Download or read book The Invisibles written by Jesse Holland and published by Rowman & Littlefield. This book was released on 2016-01-01 with total page 241 pages. Available in PDF, EPUB and Kindle. Book excerpt: The Invisibles chronicles the African American presence inside the White House from its beginnings in 1782 until 1862, when President Abraham Lincoln issued the Emancipation Proclamation that granted slaves their freedom. During these years, slaves were the only African Americans to whom the most powerful men in the United States were exposed on a daily, and familiar, basis. By reading about these often-intimate relationships, readers will better understand some of the views that various presidents held about class and race in American society, and how these slaves contributed not only to the life and comforts of the presidents they served, but to America as a whole.
Download or read book Unholy the Slaves Bible written by David Charles Mills and published by Ghetto Kids Enterprises. This book was released on 2009-06 with total page 534 pages. Available in PDF, EPUB and Kindle. Book excerpt: Unholy is a complete 201 year old edition of the Bible that was planned, prepared and published in London for making slaves in The British West Indies Islands. Unholy transforms our knowledge and understanding of Western Civilization's long journey from freedom through slavery to freedom
Download or read book Slavery by Another Name written by Douglas A. Blackmon and published by Icon Books. This book was released on 2012-10-04 with total page 429 pages. Available in PDF, EPUB and Kindle. Book excerpt: A Pulitzer Prize-winning history of the mistreatment of black Americans. In this 'precise and eloquent work' - as described in its Pulitzer Prize citation - Douglas A. Blackmon brings to light one of the most shameful chapters in American history - an 'Age of Neoslavery' that thrived in the aftermath of the Civil War through the dawn of World War II. Using a vast record of original documents and personal narratives, Blackmon unearths the lost stories of slaves and their descendants who journeyed into freedom after the Emancipation Proclamation and then back into the shadow of involuntary servitude thereafter. By turns moving, sobering and shocking, this unprecedented account reveals these stories, the companies that profited the most from neoslavery, and the insidious legacy of racism that reverberates today.

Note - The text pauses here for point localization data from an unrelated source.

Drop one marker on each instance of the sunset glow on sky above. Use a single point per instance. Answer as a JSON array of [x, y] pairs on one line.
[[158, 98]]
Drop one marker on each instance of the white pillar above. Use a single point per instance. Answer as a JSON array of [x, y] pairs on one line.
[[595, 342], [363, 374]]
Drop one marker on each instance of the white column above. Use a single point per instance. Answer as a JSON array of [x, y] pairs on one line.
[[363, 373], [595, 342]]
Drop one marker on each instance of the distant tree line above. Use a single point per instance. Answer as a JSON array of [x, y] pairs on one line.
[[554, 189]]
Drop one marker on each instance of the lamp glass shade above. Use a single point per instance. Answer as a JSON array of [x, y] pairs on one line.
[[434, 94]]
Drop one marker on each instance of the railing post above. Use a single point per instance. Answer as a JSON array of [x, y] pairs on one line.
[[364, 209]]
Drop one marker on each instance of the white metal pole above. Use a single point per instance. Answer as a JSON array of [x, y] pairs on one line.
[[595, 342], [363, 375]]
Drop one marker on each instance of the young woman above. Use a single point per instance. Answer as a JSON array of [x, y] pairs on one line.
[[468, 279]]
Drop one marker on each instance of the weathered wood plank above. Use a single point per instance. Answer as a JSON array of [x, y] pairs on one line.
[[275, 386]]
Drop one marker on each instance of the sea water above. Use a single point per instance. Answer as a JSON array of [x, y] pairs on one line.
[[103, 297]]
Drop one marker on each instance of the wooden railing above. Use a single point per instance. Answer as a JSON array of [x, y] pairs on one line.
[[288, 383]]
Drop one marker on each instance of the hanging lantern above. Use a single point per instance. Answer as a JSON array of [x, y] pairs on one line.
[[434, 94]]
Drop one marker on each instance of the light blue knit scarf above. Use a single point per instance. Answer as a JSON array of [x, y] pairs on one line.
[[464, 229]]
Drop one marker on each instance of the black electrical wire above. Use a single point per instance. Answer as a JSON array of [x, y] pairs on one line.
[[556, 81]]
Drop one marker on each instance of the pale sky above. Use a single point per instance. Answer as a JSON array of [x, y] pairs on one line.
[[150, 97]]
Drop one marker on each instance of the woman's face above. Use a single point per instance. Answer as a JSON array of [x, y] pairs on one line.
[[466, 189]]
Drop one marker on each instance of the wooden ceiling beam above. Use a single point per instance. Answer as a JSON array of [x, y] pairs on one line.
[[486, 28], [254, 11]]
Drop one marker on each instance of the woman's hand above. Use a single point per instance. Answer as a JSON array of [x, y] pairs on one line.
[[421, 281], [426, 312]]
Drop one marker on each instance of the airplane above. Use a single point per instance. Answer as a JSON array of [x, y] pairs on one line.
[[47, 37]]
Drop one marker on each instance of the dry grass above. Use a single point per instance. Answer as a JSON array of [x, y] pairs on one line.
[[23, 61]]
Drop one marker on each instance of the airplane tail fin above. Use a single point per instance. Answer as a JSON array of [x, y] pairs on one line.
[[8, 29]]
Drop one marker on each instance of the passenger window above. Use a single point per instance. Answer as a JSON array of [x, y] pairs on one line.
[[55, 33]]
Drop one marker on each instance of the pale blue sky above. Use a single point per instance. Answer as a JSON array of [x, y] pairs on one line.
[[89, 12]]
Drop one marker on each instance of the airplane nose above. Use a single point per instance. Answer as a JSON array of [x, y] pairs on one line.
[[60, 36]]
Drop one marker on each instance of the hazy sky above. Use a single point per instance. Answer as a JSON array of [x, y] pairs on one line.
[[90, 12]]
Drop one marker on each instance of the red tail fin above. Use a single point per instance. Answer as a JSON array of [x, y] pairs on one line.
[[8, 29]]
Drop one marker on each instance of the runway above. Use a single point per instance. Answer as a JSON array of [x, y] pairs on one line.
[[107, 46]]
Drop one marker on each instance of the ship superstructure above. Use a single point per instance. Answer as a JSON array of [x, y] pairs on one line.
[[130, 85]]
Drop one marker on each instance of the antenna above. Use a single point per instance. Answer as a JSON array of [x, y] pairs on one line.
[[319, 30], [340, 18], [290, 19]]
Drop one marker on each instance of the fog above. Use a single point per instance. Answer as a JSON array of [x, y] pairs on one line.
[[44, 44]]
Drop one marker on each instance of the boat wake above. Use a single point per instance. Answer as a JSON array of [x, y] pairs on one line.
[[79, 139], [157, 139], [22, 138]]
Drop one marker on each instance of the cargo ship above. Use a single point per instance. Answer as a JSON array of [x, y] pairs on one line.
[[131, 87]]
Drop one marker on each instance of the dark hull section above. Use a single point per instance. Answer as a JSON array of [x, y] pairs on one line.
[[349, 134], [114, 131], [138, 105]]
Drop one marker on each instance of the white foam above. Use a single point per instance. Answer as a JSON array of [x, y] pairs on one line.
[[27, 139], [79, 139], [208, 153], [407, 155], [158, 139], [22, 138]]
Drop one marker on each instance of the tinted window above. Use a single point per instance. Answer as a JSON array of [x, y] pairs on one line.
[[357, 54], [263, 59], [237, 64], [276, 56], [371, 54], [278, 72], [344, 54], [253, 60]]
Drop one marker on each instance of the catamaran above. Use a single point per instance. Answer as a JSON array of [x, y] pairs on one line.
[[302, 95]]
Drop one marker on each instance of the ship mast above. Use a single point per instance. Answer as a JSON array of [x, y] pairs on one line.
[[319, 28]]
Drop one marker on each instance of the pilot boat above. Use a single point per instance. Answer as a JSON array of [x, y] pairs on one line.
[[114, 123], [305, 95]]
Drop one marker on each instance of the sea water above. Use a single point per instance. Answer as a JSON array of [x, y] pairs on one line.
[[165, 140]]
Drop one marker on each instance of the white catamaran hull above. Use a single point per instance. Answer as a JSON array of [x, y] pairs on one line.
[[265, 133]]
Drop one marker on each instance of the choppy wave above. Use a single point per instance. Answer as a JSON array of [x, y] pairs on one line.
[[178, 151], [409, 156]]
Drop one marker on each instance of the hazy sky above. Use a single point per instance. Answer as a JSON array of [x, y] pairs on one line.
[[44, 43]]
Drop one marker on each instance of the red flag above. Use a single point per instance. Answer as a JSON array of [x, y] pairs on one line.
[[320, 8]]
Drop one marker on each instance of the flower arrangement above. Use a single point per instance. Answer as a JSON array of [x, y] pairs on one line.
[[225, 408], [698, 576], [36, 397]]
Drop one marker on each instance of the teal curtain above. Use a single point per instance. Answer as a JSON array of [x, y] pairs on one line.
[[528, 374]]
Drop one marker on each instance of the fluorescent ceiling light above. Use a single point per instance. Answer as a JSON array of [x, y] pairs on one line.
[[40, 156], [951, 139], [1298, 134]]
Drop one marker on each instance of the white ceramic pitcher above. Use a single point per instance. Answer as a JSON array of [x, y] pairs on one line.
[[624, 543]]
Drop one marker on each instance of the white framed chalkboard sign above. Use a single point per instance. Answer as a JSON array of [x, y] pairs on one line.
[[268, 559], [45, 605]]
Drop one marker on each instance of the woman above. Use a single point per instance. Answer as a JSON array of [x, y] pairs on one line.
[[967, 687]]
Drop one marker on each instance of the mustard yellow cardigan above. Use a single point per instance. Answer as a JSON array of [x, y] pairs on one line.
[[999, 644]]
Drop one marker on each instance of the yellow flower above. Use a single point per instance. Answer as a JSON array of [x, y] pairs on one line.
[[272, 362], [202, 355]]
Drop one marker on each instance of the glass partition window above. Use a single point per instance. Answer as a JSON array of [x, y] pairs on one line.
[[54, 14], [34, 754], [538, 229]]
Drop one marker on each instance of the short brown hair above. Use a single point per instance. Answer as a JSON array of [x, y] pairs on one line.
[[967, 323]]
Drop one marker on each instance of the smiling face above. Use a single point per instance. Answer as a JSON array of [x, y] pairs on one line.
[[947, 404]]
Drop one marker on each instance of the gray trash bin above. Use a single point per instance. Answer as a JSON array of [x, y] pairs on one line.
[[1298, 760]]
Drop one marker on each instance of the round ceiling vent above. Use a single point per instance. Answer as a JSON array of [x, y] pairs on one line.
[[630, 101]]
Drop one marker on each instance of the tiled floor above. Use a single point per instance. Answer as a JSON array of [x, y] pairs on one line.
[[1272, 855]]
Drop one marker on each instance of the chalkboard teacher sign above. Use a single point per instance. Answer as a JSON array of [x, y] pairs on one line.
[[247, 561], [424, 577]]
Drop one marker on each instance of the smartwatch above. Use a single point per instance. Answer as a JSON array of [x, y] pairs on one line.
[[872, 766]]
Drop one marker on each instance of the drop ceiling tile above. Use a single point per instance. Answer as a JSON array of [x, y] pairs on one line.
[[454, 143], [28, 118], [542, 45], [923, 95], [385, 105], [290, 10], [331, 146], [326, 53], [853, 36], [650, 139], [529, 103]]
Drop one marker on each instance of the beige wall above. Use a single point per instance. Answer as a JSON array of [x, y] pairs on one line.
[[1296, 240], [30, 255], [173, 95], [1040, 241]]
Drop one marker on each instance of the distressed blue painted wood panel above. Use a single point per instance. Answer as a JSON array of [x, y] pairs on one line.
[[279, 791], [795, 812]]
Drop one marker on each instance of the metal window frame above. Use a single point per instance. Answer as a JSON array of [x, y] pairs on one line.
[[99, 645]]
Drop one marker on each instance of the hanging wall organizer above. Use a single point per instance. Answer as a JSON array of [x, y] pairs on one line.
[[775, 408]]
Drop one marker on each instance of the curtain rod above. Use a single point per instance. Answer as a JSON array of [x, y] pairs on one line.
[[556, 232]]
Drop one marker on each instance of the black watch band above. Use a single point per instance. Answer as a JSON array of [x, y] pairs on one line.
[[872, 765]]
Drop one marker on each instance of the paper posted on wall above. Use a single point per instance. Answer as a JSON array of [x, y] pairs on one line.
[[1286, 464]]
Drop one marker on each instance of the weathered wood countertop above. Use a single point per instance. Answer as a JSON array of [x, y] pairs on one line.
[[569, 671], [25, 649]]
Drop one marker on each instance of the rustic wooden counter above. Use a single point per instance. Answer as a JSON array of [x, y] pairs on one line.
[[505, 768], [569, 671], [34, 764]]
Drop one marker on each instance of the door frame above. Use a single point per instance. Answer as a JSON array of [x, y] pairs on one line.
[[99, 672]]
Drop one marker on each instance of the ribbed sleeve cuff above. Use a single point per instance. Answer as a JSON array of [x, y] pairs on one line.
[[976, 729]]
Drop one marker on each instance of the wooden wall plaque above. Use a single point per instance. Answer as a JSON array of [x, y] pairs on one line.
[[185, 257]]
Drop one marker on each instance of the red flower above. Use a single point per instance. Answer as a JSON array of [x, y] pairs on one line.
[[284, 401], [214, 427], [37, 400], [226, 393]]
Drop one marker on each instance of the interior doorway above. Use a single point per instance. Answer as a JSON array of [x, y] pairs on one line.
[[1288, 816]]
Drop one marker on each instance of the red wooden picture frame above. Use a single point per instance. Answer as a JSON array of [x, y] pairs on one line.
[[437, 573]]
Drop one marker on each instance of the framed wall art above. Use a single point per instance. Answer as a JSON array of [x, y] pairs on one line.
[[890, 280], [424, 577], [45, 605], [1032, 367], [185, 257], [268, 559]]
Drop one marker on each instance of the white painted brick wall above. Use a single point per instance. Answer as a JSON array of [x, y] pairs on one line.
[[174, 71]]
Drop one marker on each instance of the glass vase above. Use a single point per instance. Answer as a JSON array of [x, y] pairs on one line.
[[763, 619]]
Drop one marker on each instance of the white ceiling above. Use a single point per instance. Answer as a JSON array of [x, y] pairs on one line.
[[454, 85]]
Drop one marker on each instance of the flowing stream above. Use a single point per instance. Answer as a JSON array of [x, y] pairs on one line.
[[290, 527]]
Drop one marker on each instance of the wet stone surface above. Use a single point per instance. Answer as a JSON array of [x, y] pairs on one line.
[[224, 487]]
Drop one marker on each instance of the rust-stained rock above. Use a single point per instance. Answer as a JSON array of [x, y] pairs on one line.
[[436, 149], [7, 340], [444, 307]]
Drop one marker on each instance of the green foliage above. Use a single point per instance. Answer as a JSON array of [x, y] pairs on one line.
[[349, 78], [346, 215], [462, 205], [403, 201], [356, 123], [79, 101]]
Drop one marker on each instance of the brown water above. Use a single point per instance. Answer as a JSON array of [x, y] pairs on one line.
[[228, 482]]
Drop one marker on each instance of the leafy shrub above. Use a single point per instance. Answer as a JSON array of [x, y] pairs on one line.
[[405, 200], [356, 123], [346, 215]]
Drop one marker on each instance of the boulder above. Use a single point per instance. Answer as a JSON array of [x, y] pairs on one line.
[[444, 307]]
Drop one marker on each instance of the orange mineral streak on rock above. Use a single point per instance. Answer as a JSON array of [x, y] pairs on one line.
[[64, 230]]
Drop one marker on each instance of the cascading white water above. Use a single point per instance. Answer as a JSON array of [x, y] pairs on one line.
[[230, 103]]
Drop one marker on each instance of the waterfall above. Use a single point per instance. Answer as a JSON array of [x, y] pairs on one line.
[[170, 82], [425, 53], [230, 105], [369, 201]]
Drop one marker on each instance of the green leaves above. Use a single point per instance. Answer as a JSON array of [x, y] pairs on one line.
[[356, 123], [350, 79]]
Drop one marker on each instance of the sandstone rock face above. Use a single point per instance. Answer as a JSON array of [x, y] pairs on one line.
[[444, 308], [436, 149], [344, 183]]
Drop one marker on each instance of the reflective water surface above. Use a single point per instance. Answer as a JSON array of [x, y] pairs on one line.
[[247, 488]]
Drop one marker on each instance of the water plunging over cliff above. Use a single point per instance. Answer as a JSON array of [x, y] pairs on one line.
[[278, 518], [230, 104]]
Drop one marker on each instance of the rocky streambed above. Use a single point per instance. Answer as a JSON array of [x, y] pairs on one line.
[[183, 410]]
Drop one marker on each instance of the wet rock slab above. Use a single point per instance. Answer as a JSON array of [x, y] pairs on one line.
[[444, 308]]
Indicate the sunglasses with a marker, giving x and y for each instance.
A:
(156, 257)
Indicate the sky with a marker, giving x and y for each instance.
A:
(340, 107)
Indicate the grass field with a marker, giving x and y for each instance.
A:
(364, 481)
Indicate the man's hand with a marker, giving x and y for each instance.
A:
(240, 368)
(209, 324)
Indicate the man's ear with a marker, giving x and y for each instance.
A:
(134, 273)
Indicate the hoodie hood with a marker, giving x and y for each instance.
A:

Download or read book Remembering Slavery written by Marc Favreau and published by New Press, The. This book was released on 2021-09-07 with total page 325 pages. Available in PDF, EPUB and Kindle. Book excerpt: The groundbreaking, bestselling history of slavery, with a new foreword by Pulitzer Prize–winning historian Annette Gordon-Reed With the publication of the 1619 Project and the national reckoning over racial inequality, the story of slavery has gripped America’s imagination—and conscience—once again. No group of people better understood the power of slavery’s legacies than the last generation of American people who had lived as slaves. Little-known before the first publication of Remembering Slavery over two decades ago, their memories were recorded on paper, and in some cases on primitive recording devices, by WPA workers in the 1930s. A major publishing event, Remembering Slavery captured these extraordinary voices in a single volume for the first time, presenting them as an unprecedented, first-person history of slavery in America. Remembering Slavery received the kind of commercial attention seldom accorded projects of this nature—nationwide reviews as well as extensive coverage on prime-time television, including Good Morning America, Nightline, CBS Sunday Morning, and CNN. Reviewers called the book “chilling . . . [and] riveting” (Publishers Weekly) and “something, truly, truly new” (The Village Voice). With a new foreword by Pulitzer Prize–winning scholar Annette Gordon-Reed, this new edition of Remembering Slavery is an essential text for anyone seeking to understand one of the most basic and essential chapters in our collective history.
Download or read book Forgotten Bones written by Lois Miner Huey and published by Millbrook Press (Tm). This book was released on 2016 with total page 60 pages. Available in PDF, EPUB and Kindle. Book excerpt: Details the archaeological discovery of thirteen skeletons in upstate New York that were identified as eighteenth century slaves from the Schuyler farm.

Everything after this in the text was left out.